TARANTO - «Il tempo per i trucchi è scaduto, spostare il momento degli esami avanti di anni non equivale a stare a posto con la legge e la morale, non salverà azienda e funzionari dalla sonora bocciatura dei cittadini e della storia». Lo sottolinea in una nota l’assessore all’Ambiente del Comune di Taranto, Francesca Viggiano, commentando la richiesta della multinazionale (accolta nell’ambito della conferenza di servizi indetta dal Ministero dell’Ambiente sull'istanza di differimento di alcune scadenze del piano ambientale) di differire i termini per ottemperare alla prescrizione relativa alla chiusura dei nastri trasportatori, «avanzando l’alibi del blocco delle attività per il Covid-19».

Il tema, aggiunge Viggiano, «è che ha chiesto un rinvio di 14 mesi in luogo dei 3 di lockdown, una posizione che denuncia ritardi che vengono da lontano e che la Direzione Ambiente del Comune di Taranto ha più volte contestato, senza ricevere alcun riscontro dall’azienda». Secondo l’assessore, «un chiaro indizio di quel generale e colpevole ritardo è la coltre rossa che ha colorato già le cupole, in origine candide, che ricoprono da pochi mesi i parchi minerali. E’ dunque del tutto inconfutabile che il problema continui a provenire dall’area a caldo, dai processi di agglomerazione che non hanno ricevuto gli interventi necessari (e previsti) per ridurre le emissioni, come i filtri Meros annunciati ancora a giugno dello scorso anno».
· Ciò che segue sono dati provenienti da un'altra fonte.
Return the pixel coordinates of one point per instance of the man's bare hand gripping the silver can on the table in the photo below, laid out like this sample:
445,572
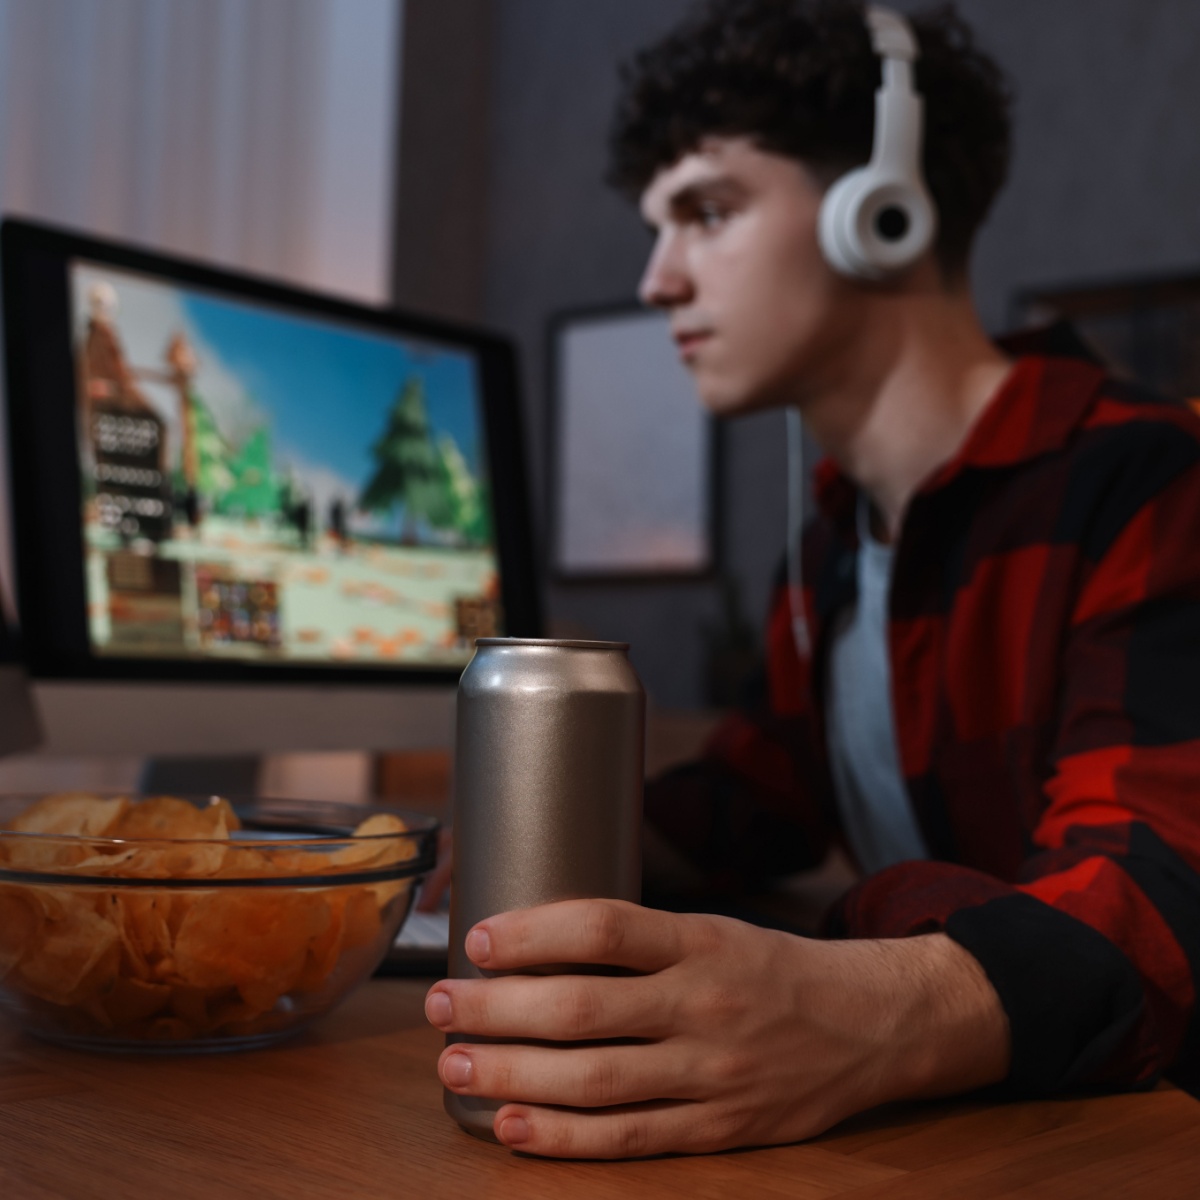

La multinazionale, rileva l’assessore, «non può più nascondere il suo disinteresse per la città, nemmeno rilanciando con un ennesimo piano industriale, che ci immaginiamo scarsamente coerente persino con le prescrizioni Aia cui è obbligata, già di per sé insoddisfacenti come detto». «Alla conferenza di servizi di aggiornamento del prossimo 12 giugno - conclude - presenteremo una nota dettagliata per sostenere la nostra posizione: ArcelorMittal rispetti tempi e prescrizioni, altrimenti non ci sarà più spazio di confronto».